Near-infrared (NIR) aggregation-induced emission (AIE) of previous organic photosensitizers is usually weak because of the competition between twisted intramolecular charge transfer (TICT) effect and AIE. Herein, we report a rational molecular design strategy to boost NIR AIE of photosensitizers and still to keep strong ¹O₂ production capacity via rotor effect. To this end, one new triphenylamine (TPA)-based AIE photosensitizer, TPAM-1, is designed to give strong ability to generate ¹O₂ but weak NIR fluorescence in the aggregate state due to the strong TICT effect. Another new TPA-based AIE photosensitizer, TPAM-2, is designed by introducing three p-methoxyphenyl units as rotors into the structure of TPAM-1 to modulate the competition between AIE and TICT. TPAM-1 and TPAM-2 exhibit stronger ability to generate ¹O₂ in the aggregate state than the commercial photosensitizer, Ce6. Furthermore, TPAM-2 gives much brighter NIR luminescence (25-times higher quantum yield) than TPAM-1 in the aggregate state due to the rotor effect. TPAM-2 with strong NIR AIE and ¹O₂ production capability was encapsulated by DSPE-PEG₂₀₀₀ to give good biocompatibility. The DSPE-PEG₂₀₀₀-encapsulated TPAM-2 nanoparticles show good cell imaging performance and remarkable photosensitive activity for killing HeLa cells. This work provides a new way for designing ideal photosensitizers for AIE imaging-guided photodynamic therapy.

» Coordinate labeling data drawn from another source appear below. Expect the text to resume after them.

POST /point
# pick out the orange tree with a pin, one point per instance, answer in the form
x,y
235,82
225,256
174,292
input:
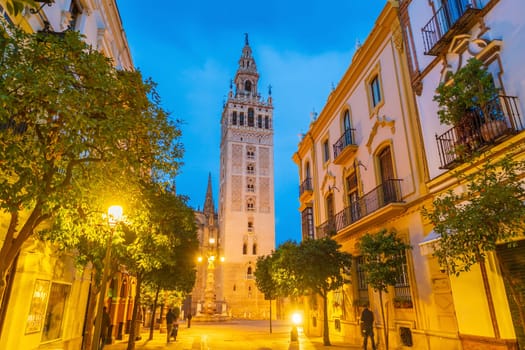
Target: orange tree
x,y
69,122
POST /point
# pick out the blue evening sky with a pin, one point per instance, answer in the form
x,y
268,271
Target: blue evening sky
x,y
191,49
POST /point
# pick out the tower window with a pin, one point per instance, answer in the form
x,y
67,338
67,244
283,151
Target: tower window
x,y
251,117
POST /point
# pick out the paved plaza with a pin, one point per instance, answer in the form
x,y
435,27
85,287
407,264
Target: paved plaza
x,y
233,335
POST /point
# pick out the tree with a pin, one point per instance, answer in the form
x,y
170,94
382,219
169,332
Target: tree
x,y
315,266
265,281
69,119
470,224
383,253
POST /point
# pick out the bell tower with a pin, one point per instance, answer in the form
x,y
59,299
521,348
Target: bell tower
x,y
246,189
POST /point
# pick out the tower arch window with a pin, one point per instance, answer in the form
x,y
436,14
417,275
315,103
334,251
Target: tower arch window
x,y
251,117
241,118
250,204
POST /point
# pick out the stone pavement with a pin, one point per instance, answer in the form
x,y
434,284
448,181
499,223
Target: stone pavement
x,y
232,335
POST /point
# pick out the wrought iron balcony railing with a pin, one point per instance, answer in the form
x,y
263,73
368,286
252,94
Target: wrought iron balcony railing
x,y
484,127
305,186
384,194
449,19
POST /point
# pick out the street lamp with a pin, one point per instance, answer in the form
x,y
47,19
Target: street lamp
x,y
114,216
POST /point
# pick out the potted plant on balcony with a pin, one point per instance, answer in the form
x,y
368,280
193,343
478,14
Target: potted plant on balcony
x,y
467,100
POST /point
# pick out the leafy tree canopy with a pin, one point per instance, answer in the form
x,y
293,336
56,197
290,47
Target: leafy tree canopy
x,y
490,211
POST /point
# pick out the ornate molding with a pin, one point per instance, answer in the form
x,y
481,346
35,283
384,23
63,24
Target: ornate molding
x,y
380,122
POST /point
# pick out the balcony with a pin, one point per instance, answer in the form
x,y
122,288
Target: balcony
x,y
453,18
345,147
305,187
489,126
381,196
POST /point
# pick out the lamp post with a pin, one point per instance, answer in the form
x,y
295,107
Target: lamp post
x,y
114,216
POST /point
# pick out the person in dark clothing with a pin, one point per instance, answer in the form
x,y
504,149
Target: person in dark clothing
x,y
170,318
189,319
367,327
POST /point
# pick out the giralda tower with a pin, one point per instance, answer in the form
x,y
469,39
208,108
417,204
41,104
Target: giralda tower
x,y
246,190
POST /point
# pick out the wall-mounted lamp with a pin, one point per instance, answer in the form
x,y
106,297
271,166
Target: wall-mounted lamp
x,y
359,163
44,3
332,188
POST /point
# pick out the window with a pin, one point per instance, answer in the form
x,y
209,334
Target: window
x,y
241,118
352,196
56,305
250,153
402,287
347,128
375,90
250,204
362,284
326,151
251,117
307,221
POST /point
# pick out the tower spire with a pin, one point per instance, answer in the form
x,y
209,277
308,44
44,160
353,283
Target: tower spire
x,y
209,207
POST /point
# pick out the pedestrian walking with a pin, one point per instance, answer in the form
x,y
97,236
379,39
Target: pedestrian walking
x,y
170,318
189,319
367,327
106,322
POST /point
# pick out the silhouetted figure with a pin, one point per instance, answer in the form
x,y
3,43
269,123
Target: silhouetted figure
x,y
367,327
170,318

由于扭曲的分子内电荷转移（TICT）效应和AIE之间的竞争，以前的有机光敏剂的近红外（NIR）聚集诱导发射（AIE）通常较弱。本文中，我们报告了一种合理的分子设计策略，以提高光敏剂的NIR AIE并仍通过转子效应保持强大的¹ O ₂生产能力。为此，一种新的基于三苯胺（TPA）的AIE光敏剂TPAM-1被设计为具有强大的生成¹ O _2的能力，但由于强的TICT效应，在聚集状态下的NIR荧光很弱。另一个新的基于TPA-AIE光敏剂，TPAM-2，通过引入3个设计p-甲氧基苯基单元作为TPAM-1结构的转子，以调节AIE和TICT之间的竞争。与商用光敏剂Ce6相比，TPAM-1和TPAM-2在聚集状态下具有更强的生成¹ O _2的能力。此外，由于转子效应，TPAM-2在聚集状态下比TPAM-1产生的NIR发光要亮得多（量子产率高25倍）。具有强近红外AIE和¹ O ₂生产能力的TPAM-2被DSPE-PEG ₂₀₀₀封装，具有良好的生物相容性。DSPE-PEG ₂₀₀₀包封的TPAM-2纳米颗粒具有良好的细胞成像性能，并具有杀死HeLa细胞的显着光敏活性。这项工作为设计用于AIE成像引导的光动力疗法的理想光敏剂提供了新途径。